Heather O’Neill (J. Artacho)
In 1967, when Australian author Joan Lindsay’s now-iconic novel Picnic at Hanging Rock was first released, many readers were convinced that her story about a group of female boarding school students who go missing on Valentine’s Day was based on a real-life mystery.
To be fair, the often-adapted novel is structured like a true story, but perhaps the real reason that theory refused to disappear is because many collectively believe that young women are gifted with such mercurial powers that they’re able to make themselves (or others) disappear. Or – as in the case of Heather O’Neill’s latest novel, the fabulous When We Lost Our Heads – to start a revolution.
Although her story might be categorized as historical fiction, O’Neill’s ability to capture the exhilarating danger of female friendship is more reminiscent of Megan Abbott’s women-centred thrillers and, at times, even recalls the 1996 teen witch bonding film The Craft.
O’Neill’s retelling of the French Revolution, set in Victorian-era Montreal (and yes, there is cake), is framed by two young girls, as opposite and similar as two can be. There is Marie Antoine, heir to Canada’s sugar dynasty, whose cherubic silhouette graces each bag of sugar. Marie’s mother died in childbirth, and her father, Louis, obliges her every whim, from her diet of only sweets to her demands for a piglet companion, which she dresses in custom collars and bonnets.
Marie seems happy (or at least tame enough) in her role as leader of the neighbourhood girls until she meets Sadie Arnett, whom she is immediately attracted to for her thick mane of black hair and sombre appearance. The smartest in her class, with a desire not to make friends but to dominate all, Sadie is nonetheless intrigued by Marie’s dramatics, which appear to have sprung to life from one of her beloved novels.
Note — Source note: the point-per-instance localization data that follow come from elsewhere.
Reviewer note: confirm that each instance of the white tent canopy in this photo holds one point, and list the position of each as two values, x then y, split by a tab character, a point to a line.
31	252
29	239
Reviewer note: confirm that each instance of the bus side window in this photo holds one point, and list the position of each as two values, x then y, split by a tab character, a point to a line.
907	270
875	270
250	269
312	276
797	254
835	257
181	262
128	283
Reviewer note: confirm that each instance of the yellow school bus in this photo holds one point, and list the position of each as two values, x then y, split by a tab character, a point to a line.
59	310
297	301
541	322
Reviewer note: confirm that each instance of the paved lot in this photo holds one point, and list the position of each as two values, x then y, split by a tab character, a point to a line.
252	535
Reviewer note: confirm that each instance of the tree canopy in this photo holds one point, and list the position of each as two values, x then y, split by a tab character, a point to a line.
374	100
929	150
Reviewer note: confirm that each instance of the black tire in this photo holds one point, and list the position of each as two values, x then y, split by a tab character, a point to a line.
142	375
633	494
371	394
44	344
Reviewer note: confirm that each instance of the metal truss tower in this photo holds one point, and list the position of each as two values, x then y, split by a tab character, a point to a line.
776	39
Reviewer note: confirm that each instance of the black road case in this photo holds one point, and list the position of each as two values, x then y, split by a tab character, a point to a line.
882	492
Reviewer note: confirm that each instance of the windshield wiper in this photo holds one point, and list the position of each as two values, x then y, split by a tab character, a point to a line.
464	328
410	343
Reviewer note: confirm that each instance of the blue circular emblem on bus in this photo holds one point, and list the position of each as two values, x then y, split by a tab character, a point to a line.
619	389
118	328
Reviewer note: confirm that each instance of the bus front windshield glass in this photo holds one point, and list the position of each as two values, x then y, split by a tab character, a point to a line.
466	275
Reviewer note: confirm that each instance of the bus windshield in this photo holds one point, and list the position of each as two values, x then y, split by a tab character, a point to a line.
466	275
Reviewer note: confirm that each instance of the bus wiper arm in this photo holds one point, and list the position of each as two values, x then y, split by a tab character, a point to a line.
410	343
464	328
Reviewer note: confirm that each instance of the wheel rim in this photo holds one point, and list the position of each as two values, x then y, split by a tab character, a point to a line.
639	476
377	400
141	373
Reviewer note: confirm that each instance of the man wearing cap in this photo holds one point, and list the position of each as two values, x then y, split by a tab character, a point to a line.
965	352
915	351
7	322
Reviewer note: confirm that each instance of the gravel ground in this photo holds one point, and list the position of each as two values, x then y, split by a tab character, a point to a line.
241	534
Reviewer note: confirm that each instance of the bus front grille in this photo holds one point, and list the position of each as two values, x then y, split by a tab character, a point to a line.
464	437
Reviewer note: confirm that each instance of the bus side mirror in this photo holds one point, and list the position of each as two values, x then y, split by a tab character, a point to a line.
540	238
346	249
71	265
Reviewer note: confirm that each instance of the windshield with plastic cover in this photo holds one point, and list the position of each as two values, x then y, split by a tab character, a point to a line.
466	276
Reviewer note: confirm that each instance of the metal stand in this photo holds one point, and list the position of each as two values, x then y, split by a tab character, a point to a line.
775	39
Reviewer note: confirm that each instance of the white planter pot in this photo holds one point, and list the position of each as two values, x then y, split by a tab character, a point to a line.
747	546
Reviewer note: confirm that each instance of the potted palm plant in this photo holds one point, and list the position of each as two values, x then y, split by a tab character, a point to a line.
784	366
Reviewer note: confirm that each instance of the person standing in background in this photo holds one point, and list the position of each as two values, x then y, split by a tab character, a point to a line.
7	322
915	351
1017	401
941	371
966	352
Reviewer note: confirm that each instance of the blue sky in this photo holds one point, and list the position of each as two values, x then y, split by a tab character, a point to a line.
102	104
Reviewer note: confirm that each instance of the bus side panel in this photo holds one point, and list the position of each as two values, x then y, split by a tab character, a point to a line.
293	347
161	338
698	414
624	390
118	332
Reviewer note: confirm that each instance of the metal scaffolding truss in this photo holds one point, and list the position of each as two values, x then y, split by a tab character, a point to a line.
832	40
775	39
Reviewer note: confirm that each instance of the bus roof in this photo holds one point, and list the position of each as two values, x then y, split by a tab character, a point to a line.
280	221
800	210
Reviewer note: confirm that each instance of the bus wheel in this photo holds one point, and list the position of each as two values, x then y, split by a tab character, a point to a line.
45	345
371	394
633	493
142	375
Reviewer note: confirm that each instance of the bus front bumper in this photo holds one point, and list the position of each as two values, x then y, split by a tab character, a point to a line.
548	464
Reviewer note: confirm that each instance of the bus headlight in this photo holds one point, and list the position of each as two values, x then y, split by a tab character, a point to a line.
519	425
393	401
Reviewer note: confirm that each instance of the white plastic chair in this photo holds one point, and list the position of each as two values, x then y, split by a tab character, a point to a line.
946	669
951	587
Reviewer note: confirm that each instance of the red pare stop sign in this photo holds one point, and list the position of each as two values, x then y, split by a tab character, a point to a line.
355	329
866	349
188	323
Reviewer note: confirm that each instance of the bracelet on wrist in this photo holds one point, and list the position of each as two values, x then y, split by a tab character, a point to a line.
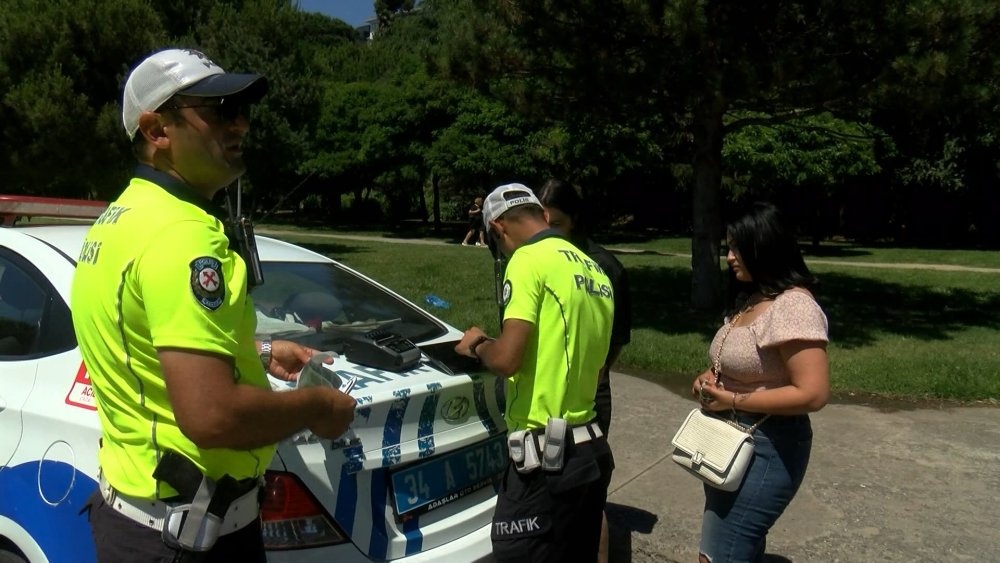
265	353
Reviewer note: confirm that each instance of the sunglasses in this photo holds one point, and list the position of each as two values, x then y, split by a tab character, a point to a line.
228	109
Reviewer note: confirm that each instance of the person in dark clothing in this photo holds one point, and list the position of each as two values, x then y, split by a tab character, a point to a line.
475	223
564	211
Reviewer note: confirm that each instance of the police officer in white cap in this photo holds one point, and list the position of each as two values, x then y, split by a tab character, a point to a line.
558	308
166	327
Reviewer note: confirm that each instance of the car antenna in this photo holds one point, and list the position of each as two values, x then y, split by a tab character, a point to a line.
246	244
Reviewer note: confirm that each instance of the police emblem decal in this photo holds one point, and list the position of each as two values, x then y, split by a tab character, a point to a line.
206	282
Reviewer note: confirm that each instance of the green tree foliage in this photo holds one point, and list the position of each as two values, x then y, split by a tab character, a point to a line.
699	65
62	65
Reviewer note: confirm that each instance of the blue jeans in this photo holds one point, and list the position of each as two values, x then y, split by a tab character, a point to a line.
735	524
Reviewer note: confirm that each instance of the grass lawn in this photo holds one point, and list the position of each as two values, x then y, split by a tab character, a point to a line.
896	333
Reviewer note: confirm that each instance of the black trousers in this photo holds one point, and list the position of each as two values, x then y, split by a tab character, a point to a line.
554	516
118	538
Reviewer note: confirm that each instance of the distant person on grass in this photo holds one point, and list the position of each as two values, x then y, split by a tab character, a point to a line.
564	211
476	226
768	360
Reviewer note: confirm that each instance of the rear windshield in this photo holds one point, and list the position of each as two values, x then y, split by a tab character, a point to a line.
322	305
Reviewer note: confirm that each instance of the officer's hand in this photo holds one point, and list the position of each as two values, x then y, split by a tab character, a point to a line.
470	336
337	416
288	359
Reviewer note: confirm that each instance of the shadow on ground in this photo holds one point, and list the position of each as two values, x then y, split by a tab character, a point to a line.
623	521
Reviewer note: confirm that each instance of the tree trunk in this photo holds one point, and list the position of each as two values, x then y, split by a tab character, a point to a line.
706	279
436	191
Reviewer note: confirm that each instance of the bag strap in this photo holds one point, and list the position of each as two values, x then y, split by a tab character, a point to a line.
717	370
717	361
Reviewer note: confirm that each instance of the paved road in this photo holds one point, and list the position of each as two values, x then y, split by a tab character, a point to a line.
905	485
621	250
911	485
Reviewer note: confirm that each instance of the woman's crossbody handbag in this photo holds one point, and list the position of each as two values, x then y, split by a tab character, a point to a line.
713	449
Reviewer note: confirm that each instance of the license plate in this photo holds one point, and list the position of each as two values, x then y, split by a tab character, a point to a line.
443	479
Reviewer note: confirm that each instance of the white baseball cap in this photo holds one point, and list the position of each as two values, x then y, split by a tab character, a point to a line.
505	198
186	71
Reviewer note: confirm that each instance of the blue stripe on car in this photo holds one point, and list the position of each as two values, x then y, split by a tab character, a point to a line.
425	428
414	537
378	545
482	409
393	427
347	494
63	530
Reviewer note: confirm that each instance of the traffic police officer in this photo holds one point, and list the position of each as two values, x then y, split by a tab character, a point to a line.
166	327
558	308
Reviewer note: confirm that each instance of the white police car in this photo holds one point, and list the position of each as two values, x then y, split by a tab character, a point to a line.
413	480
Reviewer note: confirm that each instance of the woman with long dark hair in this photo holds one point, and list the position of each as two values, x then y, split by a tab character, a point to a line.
770	367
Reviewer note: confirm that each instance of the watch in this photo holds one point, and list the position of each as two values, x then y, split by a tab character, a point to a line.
265	353
475	344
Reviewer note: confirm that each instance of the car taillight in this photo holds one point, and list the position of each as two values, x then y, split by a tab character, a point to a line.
291	516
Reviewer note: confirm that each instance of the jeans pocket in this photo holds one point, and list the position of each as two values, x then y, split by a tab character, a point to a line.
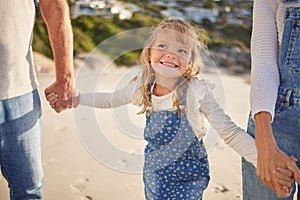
293	53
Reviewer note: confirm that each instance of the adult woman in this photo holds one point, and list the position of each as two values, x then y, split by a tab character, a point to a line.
275	95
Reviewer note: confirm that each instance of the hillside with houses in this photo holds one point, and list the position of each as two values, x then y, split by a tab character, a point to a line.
228	25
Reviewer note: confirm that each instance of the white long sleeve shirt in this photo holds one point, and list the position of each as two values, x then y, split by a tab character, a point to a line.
268	25
200	102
The two outsiders quickly become inseparable, exchanging sugary kisses and poetry recitations. Soon, though, Marie begins to wonder if she is as smart as the adults in her life have enthusiastically proclaimed her to be. Sadie encounters true jealousy for the first time, observing the attention that Marie receives for doing very little. For anyone who has experienced the heady thrills of an all-consuming relationship, O’Neill’s writing, and the set-up of the novel, will ring true: “Every decent friendship comes with a drop of hatred. But that hatred is like honey in the tea. It makes it addictive.”
A deadly accident caused by their natural desire to compete not only separates the two girls physically for most of the novel but also sets in motion a revolt against Marie’s sugar plant and other factories abusing workers’ rights and safety. It is easy to draw connections here to O’Neill’s previous writing, though that line is never direct. Strained familial relationships, illicit erotic tensions, unrealized creative desires, and poverty and class struggles, all swirling around O’Neill’s muse of Montreal, are once again threaded together through a narrative that grounds itself in Sadie’s underworld.
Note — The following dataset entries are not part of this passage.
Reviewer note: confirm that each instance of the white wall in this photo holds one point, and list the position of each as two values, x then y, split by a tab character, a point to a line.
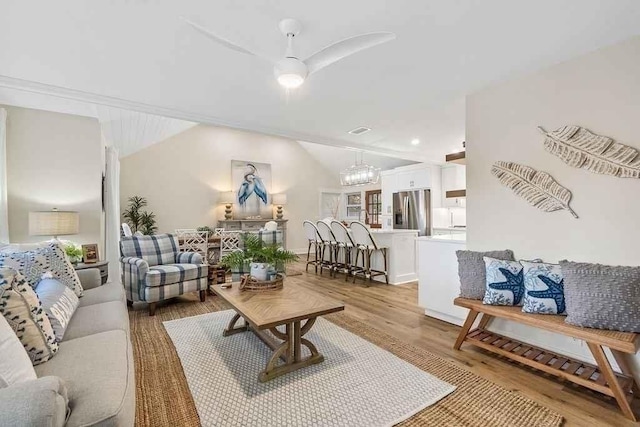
182	176
54	160
600	91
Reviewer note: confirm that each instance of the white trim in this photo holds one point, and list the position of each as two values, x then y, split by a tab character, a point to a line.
78	95
4	204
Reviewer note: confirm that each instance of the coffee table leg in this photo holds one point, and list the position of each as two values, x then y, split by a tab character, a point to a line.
233	329
291	351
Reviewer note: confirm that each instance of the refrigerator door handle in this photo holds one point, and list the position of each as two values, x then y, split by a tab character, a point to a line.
405	211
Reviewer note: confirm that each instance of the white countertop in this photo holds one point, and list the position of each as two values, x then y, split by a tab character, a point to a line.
451	228
448	238
380	231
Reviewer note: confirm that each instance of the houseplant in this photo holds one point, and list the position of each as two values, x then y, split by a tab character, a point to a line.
73	252
259	256
139	220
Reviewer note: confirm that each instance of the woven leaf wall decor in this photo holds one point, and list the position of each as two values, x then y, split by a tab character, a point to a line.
536	187
580	148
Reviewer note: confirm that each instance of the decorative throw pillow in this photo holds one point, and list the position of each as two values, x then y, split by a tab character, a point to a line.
505	282
33	264
472	271
58	302
602	296
19	304
15	366
544	288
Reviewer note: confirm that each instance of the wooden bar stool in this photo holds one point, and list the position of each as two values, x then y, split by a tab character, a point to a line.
313	236
328	243
343	249
366	247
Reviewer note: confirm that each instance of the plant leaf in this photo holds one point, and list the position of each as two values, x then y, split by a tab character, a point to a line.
580	148
536	187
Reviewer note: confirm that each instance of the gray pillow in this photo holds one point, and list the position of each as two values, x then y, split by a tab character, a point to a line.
472	271
59	303
602	296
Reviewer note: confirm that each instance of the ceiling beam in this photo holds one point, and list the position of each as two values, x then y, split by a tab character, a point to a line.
92	98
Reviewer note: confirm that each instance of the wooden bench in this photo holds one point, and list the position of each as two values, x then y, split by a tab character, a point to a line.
601	378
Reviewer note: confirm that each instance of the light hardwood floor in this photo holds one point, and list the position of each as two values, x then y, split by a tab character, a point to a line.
394	309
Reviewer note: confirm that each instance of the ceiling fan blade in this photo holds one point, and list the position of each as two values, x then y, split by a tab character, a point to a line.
222	41
344	48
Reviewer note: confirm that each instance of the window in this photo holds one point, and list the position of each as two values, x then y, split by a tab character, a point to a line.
373	205
354	205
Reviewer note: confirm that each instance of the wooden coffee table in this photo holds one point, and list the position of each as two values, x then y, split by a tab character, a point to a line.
265	311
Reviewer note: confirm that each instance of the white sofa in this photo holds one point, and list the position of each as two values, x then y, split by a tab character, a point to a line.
93	368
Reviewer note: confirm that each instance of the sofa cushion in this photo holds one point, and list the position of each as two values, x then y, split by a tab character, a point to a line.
112	291
156	249
472	271
99	374
96	318
602	296
544	288
15	365
35	263
41	402
19	304
59	302
161	275
505	282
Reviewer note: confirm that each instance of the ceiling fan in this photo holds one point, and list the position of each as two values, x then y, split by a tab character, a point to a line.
290	71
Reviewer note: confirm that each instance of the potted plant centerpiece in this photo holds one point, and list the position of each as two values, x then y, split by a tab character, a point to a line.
260	257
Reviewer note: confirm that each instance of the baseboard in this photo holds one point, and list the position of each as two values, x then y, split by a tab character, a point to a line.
299	251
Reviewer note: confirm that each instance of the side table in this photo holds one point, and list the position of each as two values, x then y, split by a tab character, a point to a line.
103	266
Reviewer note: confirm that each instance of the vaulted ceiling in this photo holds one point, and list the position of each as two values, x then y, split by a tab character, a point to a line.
140	55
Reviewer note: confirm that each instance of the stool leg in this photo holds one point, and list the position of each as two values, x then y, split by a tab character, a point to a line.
356	265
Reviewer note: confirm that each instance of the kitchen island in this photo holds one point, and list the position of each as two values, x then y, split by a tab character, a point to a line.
401	255
438	284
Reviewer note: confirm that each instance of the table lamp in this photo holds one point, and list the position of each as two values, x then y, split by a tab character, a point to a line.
226	198
279	200
53	223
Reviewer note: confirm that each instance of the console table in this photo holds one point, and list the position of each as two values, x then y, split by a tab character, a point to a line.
103	266
254	225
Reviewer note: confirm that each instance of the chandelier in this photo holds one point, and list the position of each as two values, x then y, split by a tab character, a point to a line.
359	174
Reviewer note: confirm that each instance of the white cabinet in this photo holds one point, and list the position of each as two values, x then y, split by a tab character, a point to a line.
453	178
414	177
438	281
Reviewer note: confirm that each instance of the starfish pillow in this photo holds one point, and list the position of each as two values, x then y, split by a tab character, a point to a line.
505	282
544	288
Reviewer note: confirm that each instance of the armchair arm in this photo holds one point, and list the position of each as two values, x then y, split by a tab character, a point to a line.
134	271
90	278
188	258
138	263
40	402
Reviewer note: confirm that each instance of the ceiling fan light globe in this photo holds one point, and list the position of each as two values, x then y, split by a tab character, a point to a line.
290	72
290	81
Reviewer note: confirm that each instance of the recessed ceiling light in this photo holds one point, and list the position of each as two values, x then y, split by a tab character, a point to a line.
359	130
O’Neill is often praised for her world-building and complex explorations of human nature, but not enough kudos are given to the immense amount of research she undertakes to form the invisible scaffolding of her more recent novels and to synthesize her personal curiosities without getting lost in a fairy trail of facts.
If hatred is the honey in the tea, O’Neill’s innate talent for exploring contemporary issues and relationships through page-turning storytelling is the spoonful of sugar that helps the medicine go down.